OTR Global checked in with four luxury apparel buyers in the United States, France and the United Kingdom, who said the main reason Moncler decided to go fur-free was because customers will no longer buy items made with real fur. “It seems most companies are going this way. It’s a good move. A lot of people won’t purchase an item specifically if it has fur on it,” a U.S. buyer said.
Buyers also said Moncler had to eliminate real fur from its collections because other luxury brands had already made the commitment. Valentino S.p.A., Prada S.p.A., Capri Holdings Ltd.’s Versace, Kering S.A.’s Gucci and Canada Goose Holdings Inc. announced plans to end the use of fur in the past year. “It’s the way of the land. [Moncler] had to do it because everyone is doing it,” a U.S. buyer said.

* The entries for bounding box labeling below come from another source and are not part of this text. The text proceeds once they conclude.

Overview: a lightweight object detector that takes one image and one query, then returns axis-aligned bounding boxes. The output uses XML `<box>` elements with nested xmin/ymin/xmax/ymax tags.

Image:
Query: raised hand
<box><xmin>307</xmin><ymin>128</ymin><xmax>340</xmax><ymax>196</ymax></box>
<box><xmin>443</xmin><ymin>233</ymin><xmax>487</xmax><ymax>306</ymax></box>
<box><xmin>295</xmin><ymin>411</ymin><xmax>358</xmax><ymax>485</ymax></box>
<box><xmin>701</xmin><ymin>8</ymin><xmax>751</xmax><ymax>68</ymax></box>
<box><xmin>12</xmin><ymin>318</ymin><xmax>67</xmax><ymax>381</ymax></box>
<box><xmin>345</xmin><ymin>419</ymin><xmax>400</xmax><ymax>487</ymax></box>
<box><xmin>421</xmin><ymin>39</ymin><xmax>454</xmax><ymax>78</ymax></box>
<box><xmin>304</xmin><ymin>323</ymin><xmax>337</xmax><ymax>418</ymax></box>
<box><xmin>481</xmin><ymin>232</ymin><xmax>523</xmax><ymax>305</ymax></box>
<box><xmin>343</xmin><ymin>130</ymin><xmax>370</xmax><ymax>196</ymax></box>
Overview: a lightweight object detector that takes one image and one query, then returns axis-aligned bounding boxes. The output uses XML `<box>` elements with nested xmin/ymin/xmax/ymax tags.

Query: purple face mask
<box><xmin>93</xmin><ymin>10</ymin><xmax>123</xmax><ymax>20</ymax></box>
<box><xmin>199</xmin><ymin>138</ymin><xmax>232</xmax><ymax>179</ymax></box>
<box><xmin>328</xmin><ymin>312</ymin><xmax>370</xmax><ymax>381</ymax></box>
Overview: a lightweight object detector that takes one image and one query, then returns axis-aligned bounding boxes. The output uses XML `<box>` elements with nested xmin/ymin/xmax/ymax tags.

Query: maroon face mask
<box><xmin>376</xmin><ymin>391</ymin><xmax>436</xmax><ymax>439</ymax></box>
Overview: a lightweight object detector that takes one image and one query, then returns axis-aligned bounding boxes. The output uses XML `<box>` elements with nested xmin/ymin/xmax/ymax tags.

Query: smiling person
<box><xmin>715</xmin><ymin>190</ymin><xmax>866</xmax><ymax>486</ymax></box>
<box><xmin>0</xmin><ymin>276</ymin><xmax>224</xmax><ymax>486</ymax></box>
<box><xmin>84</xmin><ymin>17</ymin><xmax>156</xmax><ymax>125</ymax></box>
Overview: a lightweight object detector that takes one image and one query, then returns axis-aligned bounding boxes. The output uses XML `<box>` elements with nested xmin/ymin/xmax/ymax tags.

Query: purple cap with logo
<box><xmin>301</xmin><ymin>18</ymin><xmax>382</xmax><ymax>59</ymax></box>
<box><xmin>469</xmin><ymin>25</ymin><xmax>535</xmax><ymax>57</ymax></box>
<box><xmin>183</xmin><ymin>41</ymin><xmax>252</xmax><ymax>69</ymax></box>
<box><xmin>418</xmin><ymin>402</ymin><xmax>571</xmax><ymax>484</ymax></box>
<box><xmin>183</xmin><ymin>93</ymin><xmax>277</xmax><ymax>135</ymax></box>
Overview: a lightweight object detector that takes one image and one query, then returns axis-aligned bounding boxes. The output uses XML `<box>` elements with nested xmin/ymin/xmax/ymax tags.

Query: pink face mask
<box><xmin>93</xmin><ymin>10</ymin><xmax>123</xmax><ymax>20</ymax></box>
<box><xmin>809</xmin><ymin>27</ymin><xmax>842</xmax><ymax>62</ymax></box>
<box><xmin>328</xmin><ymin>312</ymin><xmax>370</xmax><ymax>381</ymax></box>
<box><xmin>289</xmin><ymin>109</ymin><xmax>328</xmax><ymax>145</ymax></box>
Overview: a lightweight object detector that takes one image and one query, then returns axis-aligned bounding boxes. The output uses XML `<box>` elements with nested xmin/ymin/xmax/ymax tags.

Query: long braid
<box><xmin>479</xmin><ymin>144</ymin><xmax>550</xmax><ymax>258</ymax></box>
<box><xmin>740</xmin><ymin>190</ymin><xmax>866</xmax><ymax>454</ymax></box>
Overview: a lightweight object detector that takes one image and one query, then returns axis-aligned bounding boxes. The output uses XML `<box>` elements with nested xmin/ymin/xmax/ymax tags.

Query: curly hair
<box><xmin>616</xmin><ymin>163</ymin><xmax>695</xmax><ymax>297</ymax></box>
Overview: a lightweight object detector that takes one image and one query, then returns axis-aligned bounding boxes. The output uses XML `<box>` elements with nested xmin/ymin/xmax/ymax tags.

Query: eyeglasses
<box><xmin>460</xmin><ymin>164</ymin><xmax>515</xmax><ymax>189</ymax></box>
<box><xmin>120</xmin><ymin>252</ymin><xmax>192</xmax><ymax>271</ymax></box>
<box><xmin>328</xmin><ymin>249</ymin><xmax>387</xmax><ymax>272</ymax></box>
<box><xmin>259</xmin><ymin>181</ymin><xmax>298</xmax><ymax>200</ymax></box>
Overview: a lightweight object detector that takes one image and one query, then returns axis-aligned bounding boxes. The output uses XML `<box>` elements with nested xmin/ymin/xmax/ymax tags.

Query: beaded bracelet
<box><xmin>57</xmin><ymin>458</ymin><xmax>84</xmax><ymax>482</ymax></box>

Buyers believe eliminating fur would not affect demand for Moncler as much as it would for its luxury outerwear competitor Canada Goose, which announced on June 24 it would end the use of fur in its products with the fall 2022 collection. (See OTR Global’s July, October and January reports.) Canada Goose’s coyote fur-trim parkas have been a selling point among some customers, particularly in Canada and China where fur is less taboo. “It’s not a big risk for Moncler. It’s not associated with fur. Our boutique already sells very little fur, and we do great business with Moncler. It’s contemporary and modern in its branding and drives a similar clientele so leaving out fur will not unbalance brand and collections. It’s a positive and ethical move,” a French buyer said.
Lack of customer interest along with online retailer Farfetch Ltd. banning real fur sales on its platform prompted a U.K. buyer to stop buying products made with real fur. “I think no fur being used is a good thing. Most of our client base and contemporary brands now use faux fur instead anyway so I don’t think it will have as much impact as it used to. We sell through Farfetch. It banned a lot of furs to use over the last few seasons so we don’t actually buy fur products anymore either,” the source said.
It’s unknown whether Moncler will increase prices on its fur products as Canada Goose has done. In OTR Global’s January report, buyers said prices increased $300–$400 on Canada Goose’s fall 2022 fur trim parkas and the brand will offer fur items to interested customers in its retail stores.